I’m Not in it to Become a Developer

There’s a misconception floating around that a writer going to a development bootcamp will inevitably want to gain the title of “Software Engineer”. That is not the case with me. Recently, I was speaking with someone who told me (like many others have) that I would make more money as an engineer. All I had to do was keep learning and practicing. In this, I had to question whether they think that writing is beneath development. Or whether development is more worthwhile of a pursuit than writing.

Here’s the thing. I have always wanted to be a writer – even before I knew I wanted to be one. Language fascinates me and I think about it every single day – letters, symbols, sayings, miscommunications, non-verbal movements. I vividly remember writing songs in both French and English alone in my room when I was 8 years old. When I was 10, I kept a detailed botanical journal. Fast-forward to 16, I started skipping school and going to the public library. There, I checked out bulky volumes of all of the Classical authors I could get my hands on, especially female authors. I read every Jane Austen novel, even the one she half-finished, Sanditon. The Bronte sisters, Don Quixote, H.G. Wells, anything that strangers online told me was a Classic.

As soon as I could leave my house at 18, I enrolled myself in community college with the help of a government loan, a grant, and a scholarship. I spent my community college years buying and selling books online to make ends meet (along with working 2-3 jobs at a time). I took classes in linguistics, literature, anthropology, art, and studied four hours a day. Then I transferred to a four-year university, where I changed my major from Anthropology to English.

During this time, I became very interested in Victorian Era literature and even wrote a thesis on mental illness in the Victorian Era. I also studied philosophy¬† and came to love Foucault, especially his works on mental illness and the prison system. When I got out of college,¬† I wrote two books and they’re safely hidden from the world on my Google Drive.

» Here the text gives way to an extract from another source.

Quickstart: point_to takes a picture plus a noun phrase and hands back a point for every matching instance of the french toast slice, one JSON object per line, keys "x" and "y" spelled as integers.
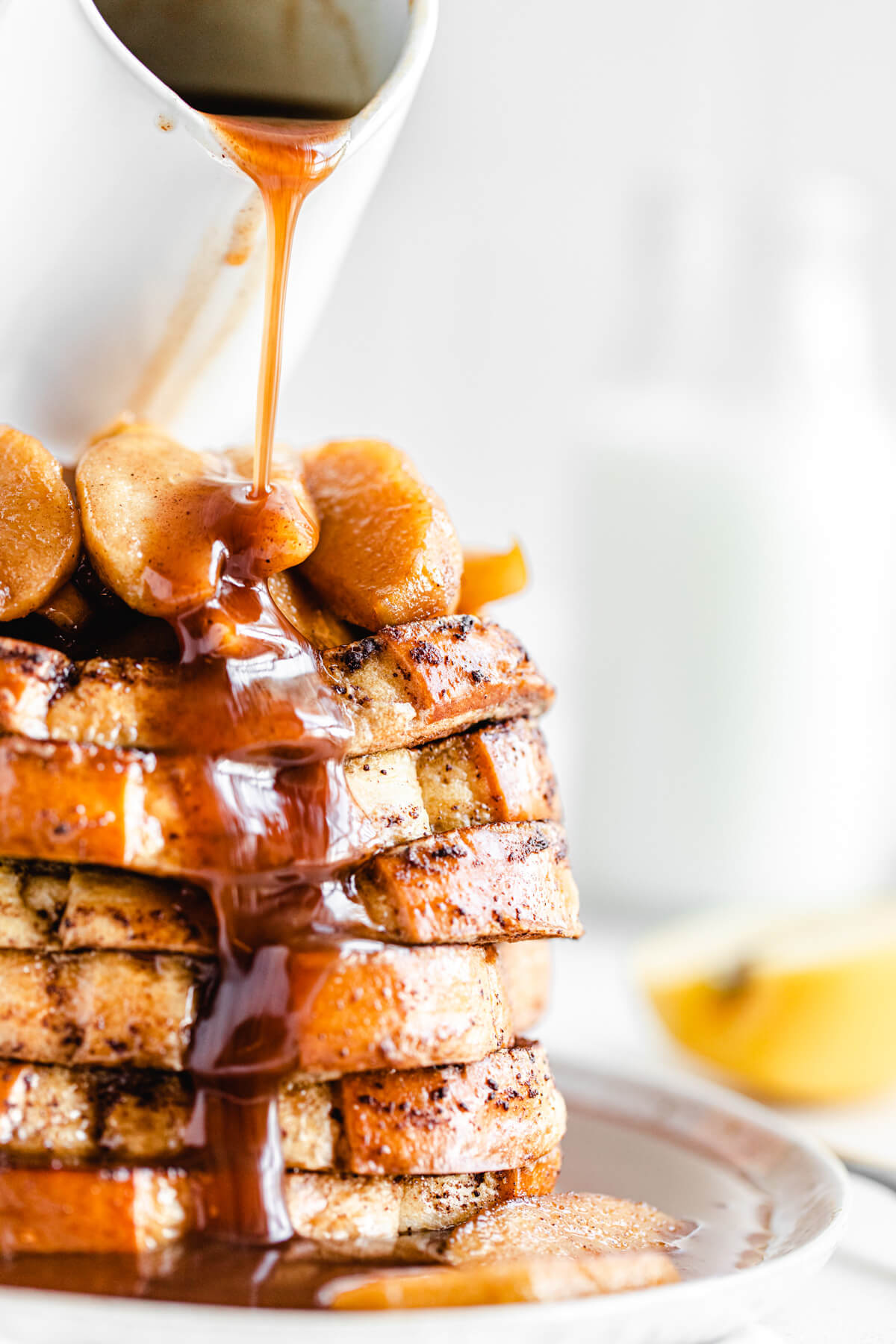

Contrary to what people may think, writing is much more than just getting words out onto a page. I mean, it is just getting words on a page, but it requires an absolutely enveloping amount of self-discipline, love of language, and yearning to articulate. There is no end goal for a writer. I am not seeking to get out of writing. It is what I do and it is what I’ve always wanted to do. And I’m so thankful that I can do it as a job. It helps me refine my skills and learn more of my craft daily. My career as a writer means that I can never avoid what I know I will always come back to – writing, communicating, telling stories, helping people understand concepts better, connecting.

And here’s something else – the people who tell me I could make more money as a developer don’t know the work I put in to this day to hone my skills and to be a writer. I read books on writing. I write in a journal. I periodically do courses of The Artist’s Way. I work on my self-discipline (running is a great way to do this). It’s my way of life. It wouldn’t matter if I could double my salary as a developer. I don’t write because it’s lucrative (but it definitely can be). I write because it’s how I untangle my brain, how I sit in the calm with myself, how I record and find myself walking through life.

I’m not in it to become a developer. I’m in it to develop as a writer.